One woman said fine with me, cut the child in two and give us each half. The second woman, horrified at the suggestion, said give the baby to the other woman, but for heaven’s sake don’t cut it in two!
Solomon delivered his judgment, saying of the second woman, “Give her the living child, and in no wise slay it: she is the mother thereof.” 1 Kings 3: 16 – 28 (KJV).
The lesson of this story seems so clear, so self-evident that it couldn’t possibly be misunderstood. Yet countless lawyers and others in and around the legal profession–law professors, arbitrators, legal reporters and commentators, even judges—continually refer to Solomon as having actually cut the child in two and given half to each woman. They cite Solomon’s severing of the child as evidence of his wisdom, and a dead, bifurcated baby as a model of equitable dispute resolution.
Don’t believe it? Consider how many times you’ve heard a lawyer in settlement negotiations or mediation propose “splitting the baby,” so that each side can claim a partial victory. How many times have you heard a judge or arbitrator praised as having the wisdom of Solomon after disposing of a case by dividing the disputed property, with a share going to each side?

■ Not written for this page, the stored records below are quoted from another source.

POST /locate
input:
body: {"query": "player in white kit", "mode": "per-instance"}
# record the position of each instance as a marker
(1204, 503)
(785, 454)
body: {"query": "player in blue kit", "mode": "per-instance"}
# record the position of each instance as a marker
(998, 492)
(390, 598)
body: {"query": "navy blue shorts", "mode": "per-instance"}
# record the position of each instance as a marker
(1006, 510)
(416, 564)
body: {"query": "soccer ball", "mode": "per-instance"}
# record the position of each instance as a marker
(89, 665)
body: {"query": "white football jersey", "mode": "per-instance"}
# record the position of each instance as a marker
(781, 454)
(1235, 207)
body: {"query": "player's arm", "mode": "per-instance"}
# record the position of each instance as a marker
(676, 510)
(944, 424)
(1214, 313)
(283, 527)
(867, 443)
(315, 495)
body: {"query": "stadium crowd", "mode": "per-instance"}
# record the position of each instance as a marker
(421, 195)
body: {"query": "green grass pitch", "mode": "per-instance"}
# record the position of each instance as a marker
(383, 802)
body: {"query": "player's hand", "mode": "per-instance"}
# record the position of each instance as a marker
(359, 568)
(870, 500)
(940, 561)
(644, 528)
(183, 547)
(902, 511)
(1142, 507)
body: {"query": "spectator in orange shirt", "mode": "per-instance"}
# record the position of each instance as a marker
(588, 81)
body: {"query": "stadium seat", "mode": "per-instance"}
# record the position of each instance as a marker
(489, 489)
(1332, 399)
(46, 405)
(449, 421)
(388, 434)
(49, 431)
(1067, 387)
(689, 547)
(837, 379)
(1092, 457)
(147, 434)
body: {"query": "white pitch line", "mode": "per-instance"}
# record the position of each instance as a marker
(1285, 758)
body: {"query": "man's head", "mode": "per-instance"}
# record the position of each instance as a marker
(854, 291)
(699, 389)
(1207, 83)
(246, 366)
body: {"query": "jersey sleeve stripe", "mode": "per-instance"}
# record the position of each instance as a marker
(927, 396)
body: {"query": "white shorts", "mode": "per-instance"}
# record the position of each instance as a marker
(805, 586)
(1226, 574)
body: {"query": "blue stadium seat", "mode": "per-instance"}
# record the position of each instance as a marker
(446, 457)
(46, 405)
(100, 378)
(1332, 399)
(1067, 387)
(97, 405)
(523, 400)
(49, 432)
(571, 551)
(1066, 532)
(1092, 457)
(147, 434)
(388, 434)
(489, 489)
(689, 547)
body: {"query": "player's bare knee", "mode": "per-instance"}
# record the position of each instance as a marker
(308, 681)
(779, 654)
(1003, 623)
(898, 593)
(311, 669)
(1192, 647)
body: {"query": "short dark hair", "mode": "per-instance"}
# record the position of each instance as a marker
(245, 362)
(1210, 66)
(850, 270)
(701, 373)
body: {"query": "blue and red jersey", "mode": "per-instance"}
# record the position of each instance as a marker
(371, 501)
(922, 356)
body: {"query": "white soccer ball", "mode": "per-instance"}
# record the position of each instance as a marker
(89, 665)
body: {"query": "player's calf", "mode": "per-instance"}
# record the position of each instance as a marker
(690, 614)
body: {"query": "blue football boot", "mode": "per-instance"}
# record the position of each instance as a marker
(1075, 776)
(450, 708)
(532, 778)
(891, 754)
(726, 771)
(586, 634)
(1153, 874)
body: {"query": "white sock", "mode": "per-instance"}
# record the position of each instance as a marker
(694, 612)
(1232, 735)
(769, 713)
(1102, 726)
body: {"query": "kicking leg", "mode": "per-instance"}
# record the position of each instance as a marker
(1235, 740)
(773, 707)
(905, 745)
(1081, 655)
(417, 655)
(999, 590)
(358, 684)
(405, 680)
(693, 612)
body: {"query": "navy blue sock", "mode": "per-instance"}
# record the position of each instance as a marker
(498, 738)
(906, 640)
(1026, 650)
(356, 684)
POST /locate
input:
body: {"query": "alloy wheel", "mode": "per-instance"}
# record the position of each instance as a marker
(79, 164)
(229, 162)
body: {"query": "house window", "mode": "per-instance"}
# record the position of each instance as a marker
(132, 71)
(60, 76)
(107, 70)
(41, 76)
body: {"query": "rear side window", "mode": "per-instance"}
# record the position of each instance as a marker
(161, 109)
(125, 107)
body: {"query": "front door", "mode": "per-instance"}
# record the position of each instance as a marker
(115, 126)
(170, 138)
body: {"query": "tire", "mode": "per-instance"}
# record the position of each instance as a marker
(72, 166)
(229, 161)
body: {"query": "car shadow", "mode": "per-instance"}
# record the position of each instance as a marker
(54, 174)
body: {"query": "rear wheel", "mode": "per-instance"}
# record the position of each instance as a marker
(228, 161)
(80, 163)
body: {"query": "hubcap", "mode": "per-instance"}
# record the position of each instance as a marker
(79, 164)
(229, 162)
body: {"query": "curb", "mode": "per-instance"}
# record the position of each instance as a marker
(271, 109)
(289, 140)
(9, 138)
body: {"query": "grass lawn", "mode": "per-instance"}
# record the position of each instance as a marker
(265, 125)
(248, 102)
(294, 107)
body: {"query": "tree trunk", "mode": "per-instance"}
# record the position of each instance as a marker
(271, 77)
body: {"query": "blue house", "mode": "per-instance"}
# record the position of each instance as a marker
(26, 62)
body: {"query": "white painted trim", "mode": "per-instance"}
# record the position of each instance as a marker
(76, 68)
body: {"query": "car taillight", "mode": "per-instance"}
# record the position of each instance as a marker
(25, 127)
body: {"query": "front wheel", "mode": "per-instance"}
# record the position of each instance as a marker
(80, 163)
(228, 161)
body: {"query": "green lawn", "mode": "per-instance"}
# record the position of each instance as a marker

In 2012 an opinion by Chief Justice Roberts upheld the legality of the Affordable Care Act, while including points favorable to opponents of the act. Time magazine likened Roberts to Solomon: “Not since King Solomon offered to split the baby has a judge engineered a slicker solution to a bitterly divisive dispute.” The reporter apparently forgot that when Solomon rendered judgment, one woman walked away with nothing.
In 2019 an NPR report considered the Chief Justice’s occasional vote with his liberal colleagues, such as his vote against a citizenship question on the 2020 census questionnaire, compared with his general alignment with the conservatives, as in his vote against the Voting Rights Act. Professor Josh Blackman of Southwest College of Law offered the on-air observation that “Roberts is motivated by some sort of Solomonic dogma, that in any given case of high note that the correct decision is one where he splits a proverbial baby.”
The correct decision is to split a baby?
On a single day in 2005 the Supreme Court ruled that displaying the Ten Commandments on Kentucky public property violated the First Amendment but a six-foot monument to the Ten Commandments on Texas public property did not. NPR headlined Nina Totenberg’s report on the decisions “Justices ‘Split the Baby’ in Ten Commandments Ruling.” The report included the observation by Professor Richard Garnett of Notre Dame Law School that “by splitting the baby,” the Court helped to diffuse a difficult situation.
Splitting a baby diffuses tough situations? Solomon must be weeping in his grave.
Early in my career I was taught that a good lawyer’s rejection of a course of action should include an acceptable alternative. How about substituting “split the difference” for “split the baby”? And if the outcome involves any kind of split, let’s leave Solomon out of it.